La diversificazione è un concetto che assume diverse forme. Oltre a investire in molteplici asset class, un altro piano su cui è necessario differenziare le proprie scelte è quello geografico. Non a caso, la ripartizione per paesi o per regioni è tra le informazioni principali quando si esamina un portafoglio finanziario.

In un mondo sempre più globalizzato è fondamentale avere un’idea di come i vari paesi a cui si è esposti si influenzino a vicenda, in modo da evitare di investire in regioni soggette a movimenti molto simili.

Le tabelle sottostanti, ad esempio, certificano come nel corso dell’ultimo anno i mercati internazionali siano stati fortemente correlati. L’unica regione che ha visto una diminuzione del proprio tasso di correlazione con gli altri mercati azionari è stata la Cina. La correlazione tra quest’ultima e il Giappone, ad esempio, è passata dallo 0,64 a cinque anni allo 0,36 a un anno. Il mercato azionario del Celeste impero, infatti, dal crollo di marzo ha recuperato con più vigore rispetto agli altri. Il Morningstar China NR Index ha guadagnato dall’inizio dell’anno il 15,3%, contro il -3% dell’indice Morningstar Emerging Markets NR, il -9,4 del Morningstar Eurozone NR e il +4,2% dell’indice Morningstar US Market NR (in euro all’8 ottobre 2020).

Non si può dire lo stesso delle altre aree emergenti, con India, America latina ed Europa emergente che hanno visto in media i propri tassi di correlazione aumentare nel corso degli ultimi 12 mesi.

I mercati finanziari sviluppati, poi, sono sempre più connessi: Europa e Usa mostrano una correlazione pari allo 0,95 nell’ultimo anno. L’Eurozona e l’indice azionario globale segnano lo 0,96. Il settore del Real estate, dal canto suo, ha visto crescere tutti i suoi coefficienti di correlazione segnati in tabella.

Anche solo visivamente, comunque, basta dare un’occhiata alle tre tavole sottostanti per notare una tendenza al verde più scuro in quella a un anno, rispetto a quelle a tre e cinque anni, eccezion fatta per la Cina (più la casella tende al verde, più la correlazione è elevata; al contrario, più la casella tende al rosso, più il coefficiente è negativo).

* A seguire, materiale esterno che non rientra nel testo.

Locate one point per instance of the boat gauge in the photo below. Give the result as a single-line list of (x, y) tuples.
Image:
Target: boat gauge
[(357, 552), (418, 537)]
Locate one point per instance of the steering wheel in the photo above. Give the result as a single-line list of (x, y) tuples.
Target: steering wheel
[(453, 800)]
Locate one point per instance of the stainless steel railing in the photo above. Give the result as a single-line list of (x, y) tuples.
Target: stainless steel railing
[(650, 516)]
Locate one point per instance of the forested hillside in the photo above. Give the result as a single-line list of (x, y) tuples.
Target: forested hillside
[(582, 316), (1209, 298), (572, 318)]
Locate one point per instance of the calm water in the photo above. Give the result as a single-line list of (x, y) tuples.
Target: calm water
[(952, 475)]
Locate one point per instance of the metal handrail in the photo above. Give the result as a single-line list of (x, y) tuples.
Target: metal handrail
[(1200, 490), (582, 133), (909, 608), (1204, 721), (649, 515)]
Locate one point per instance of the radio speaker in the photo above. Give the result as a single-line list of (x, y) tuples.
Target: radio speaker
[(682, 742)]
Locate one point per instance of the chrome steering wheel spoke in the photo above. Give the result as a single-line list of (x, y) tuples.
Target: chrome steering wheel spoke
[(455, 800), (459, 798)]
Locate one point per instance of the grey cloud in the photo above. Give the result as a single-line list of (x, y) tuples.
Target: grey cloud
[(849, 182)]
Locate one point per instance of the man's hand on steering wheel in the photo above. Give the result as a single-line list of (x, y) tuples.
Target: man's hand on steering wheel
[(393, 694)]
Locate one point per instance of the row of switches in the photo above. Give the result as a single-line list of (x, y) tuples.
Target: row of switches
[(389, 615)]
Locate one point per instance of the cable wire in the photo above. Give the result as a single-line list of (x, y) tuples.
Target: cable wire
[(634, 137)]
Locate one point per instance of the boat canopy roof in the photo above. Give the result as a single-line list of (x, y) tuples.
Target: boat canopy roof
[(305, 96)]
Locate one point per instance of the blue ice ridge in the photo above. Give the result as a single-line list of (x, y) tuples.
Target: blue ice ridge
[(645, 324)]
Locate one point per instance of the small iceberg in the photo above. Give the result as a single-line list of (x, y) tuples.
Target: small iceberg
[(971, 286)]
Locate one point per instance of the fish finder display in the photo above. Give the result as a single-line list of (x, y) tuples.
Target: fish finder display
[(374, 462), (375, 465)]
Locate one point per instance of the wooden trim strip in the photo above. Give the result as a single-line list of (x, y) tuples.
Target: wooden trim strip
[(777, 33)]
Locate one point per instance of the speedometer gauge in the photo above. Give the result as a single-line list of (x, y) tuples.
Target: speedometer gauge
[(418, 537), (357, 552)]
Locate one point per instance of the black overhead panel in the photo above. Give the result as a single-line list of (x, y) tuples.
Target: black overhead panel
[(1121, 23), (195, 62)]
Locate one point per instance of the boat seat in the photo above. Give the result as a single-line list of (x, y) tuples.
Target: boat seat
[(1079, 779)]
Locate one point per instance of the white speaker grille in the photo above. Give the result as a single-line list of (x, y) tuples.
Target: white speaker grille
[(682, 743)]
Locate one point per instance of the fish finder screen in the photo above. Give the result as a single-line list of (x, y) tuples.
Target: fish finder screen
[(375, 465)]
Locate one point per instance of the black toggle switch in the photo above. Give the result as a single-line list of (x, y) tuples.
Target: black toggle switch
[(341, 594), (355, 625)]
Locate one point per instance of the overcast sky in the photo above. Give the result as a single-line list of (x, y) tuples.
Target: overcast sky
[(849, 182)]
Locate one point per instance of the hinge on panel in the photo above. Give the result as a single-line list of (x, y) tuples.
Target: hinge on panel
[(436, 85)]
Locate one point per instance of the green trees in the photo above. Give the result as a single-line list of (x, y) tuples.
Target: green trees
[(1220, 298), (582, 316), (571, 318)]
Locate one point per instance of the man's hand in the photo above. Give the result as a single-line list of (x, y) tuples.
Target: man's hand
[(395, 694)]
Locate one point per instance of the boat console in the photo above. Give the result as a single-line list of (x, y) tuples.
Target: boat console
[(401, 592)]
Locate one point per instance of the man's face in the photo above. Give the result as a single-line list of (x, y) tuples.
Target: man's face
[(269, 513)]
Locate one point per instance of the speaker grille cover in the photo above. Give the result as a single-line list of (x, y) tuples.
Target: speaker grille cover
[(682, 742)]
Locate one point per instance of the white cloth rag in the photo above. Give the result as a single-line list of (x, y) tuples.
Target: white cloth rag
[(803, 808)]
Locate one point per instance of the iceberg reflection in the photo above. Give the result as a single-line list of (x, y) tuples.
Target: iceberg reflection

Le aree geografiche oggetto dell’analisi sono elencati di seguito. I numeri corrispondono a quelle che appaiono nelle tabelle.

  1. Morningstar Global Markets
  2. Morningstar US Market
  3. Morningstar Eurozone
  4. Morningstar Europe
  5. Morningstar EM Europe
  6. Morningstar Italy
  7. Morningstar UK
  8. Morningstar Germany
  9. Morningstar Asia ex Japan             
  10. Morningstar Japan
  11. Morningstar China
  12. Morningstar EM Americas
  13. Morningstar EM
  14. Morningstar Global Real Estate
  15. Morningstar India

Dati in euro al 30 settembre 2020.

Fonte: Morningstar Direct.

Il coefficiente di correlazione è un parametro che misura in che modo la performance di uno strumento influenza l’andamento di un altro. Varia tra -1 e +1. Un coefficiente pari a 0 indica che non vi è alcuna relazione tra le performance dei due settori. Un coefficiente pari a 1 significa che c'è una correlazione positiva perfetta, il che significa che i due indici si muovono assieme, se uno sale del 10%, lo fa anche l’altro, e viceversa. Ovviamente, in caso di perfetta correlazione negativa (uguale -1) il rapporto è inverso: se il primo sale del 10%, il secondo perde il 10%.